Wong Liang Zan

Wong Liang Zan

© 2020

Team formation at EF

This is part two of my experiences going through Entrepreneur First. This is also where EF is different from other accelerators - team forming. From my earlier post, EF divides the cohort into 3 groups. The technical edges, the product edges, the domain edges, and not gently, people from different edges are nudged to team up. Did that happen?

Patterns

These are my general observations as I have no access to data. The first observation is people with similar interests tend to team up. For example, those interested in blockchain want to work together. Another example, the quantum physicists in my cohort want to work together as they can understand each other.

The second observation is people with complementary skills tend to team up. Typically there is one person with a strong idea, and he or she finds another person who has the skills to implement it. The domain edges form teams like that. For example, we have a domain edge in sports teaming up with an augmented reality expert to build a AR solution for sports teams. My team is one. It is a domain expert in the finance space who needed someone with deep engineering skills to build infrastructure for the emerging crypto space.

The third observation is people who like each other tend to team up. There is still a need to find a good business case to justify the team. These cases are fewer in number as they often have problems finding a business model around their skills. Typically the technical edges(from academia) like working with each other due to their similar backgrounds. Similar examples includes founders who came from the same country.

Breaking up

Breaking up is an essential part of the process. Form a team fast, break up fast - that is the advice. EF tries their best to put the stigma away - by cheering whenever a team breaks up. We are congratulated as though we have left a bad relationship. No one sets out to break up on a whim. Most are careful before committing to working together. But still, it does happens. I’ve been through one, and it is painful like any form of failure.

Why do teams break up? When they are not making progress, they break up. Progress is loosely defined as having received validation that there is a genuine problem or making head ways towards developing new technologies. When teams are progressing slowly, EF nudges the team to break up. Breaking up is entirely the team’s choice. There are teams who have deep faith in their work and don’t want to break up. Towards Judgement Day(which is the investment panel), these teams tends to break up. As time passes, as the team talk to more customers, the invalidation becomes clear. Seeing there are no customers, there is no reason to chase a lost cause. Inevitably they break up. At that point of breakup, it can be too late to validate another idea as there are only those weeks before Judgement Day. So EF always advise us to break up quickly.

Break ups happen when founders are not aligned. A team came together to work on an idea that both founders are keen on. Due to customer feedback, the form of the idea changes. When it becomes something that the founder is not interested in, and if that is something they cannot accept working on, the team breaks up.

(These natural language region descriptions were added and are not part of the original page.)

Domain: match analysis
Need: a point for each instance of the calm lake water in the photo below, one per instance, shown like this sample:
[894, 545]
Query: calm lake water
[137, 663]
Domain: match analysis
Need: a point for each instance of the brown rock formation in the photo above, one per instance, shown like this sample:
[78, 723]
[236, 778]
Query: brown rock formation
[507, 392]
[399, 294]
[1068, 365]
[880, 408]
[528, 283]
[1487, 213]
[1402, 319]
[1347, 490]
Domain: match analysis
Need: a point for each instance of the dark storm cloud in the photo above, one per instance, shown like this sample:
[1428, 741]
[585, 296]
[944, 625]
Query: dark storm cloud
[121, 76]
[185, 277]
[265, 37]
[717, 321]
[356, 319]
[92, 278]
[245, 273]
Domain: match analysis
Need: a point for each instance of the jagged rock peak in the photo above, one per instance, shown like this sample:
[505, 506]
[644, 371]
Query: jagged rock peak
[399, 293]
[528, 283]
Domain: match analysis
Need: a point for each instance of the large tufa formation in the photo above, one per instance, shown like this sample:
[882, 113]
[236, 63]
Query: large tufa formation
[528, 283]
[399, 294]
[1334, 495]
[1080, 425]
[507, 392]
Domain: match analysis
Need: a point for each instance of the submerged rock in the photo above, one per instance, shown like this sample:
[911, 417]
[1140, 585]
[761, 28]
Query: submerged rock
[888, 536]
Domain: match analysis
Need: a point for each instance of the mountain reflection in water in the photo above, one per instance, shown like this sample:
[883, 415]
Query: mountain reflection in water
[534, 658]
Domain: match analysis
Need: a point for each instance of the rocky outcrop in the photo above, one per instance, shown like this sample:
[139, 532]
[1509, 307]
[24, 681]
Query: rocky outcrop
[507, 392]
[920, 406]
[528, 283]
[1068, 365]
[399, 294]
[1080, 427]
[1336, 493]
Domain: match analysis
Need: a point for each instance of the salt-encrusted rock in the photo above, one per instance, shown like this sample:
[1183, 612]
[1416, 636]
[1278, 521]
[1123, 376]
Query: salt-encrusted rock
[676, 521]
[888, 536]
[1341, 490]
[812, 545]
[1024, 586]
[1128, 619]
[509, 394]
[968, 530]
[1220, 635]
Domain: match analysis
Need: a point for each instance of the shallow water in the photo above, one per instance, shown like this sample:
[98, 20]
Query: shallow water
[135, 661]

EF nudges teams to break up when the founders have poor fit to the skills required to build the business. Obviously if the founders don’t have the skills to build the business, they get nudged to break up. If the founders have a super set of skills, they get nudged to break up too. For example, an idea demands only software skills, whereas the founder has both hardware and software skills, EF encourage the team to break up. The rationale is this founder can work on another idea which can leverage the founder’s skills fully. That team will be stronger as there aren’t others with that unique set of skills who wants to start a company at this moment. What happens this creates sets of founders with strong skill alignment to the problem they are solving.

There are also people who cannot find a co-founder. Sometimes they are deeply attached to an idea, and sadly they are unable to convince another to join their cause. Another group are those who are not committed. They continue with their existing work and hope to build a business on their spare time. Starting a business is hard. Those who don’t commit have difficulty finding others to work with them. There’re those who fail to find a viable business model. If the business case is weak, they fail to convince others to join them. Lastly, people who are hard to work with, don’t form teams and drop out.

True to EF’s advice, breaking up does help form strong teams. It creates balanced teams going after validated ideas. When I look at the teams, it is as though they were tailor made to solve that problem. A founder has to find a co-founder, with a specific set of complementary skills, quit what they are doing at the same time to start a company. What is the probability of that happening in the wild? That is scary. I think that is an effective way to create startups. Time will show us if this model performs better. Amongst the top teams in the cohort, half of those are from broken up teams, including mine. I’ll share about what happens after during the validation phase in a separate post.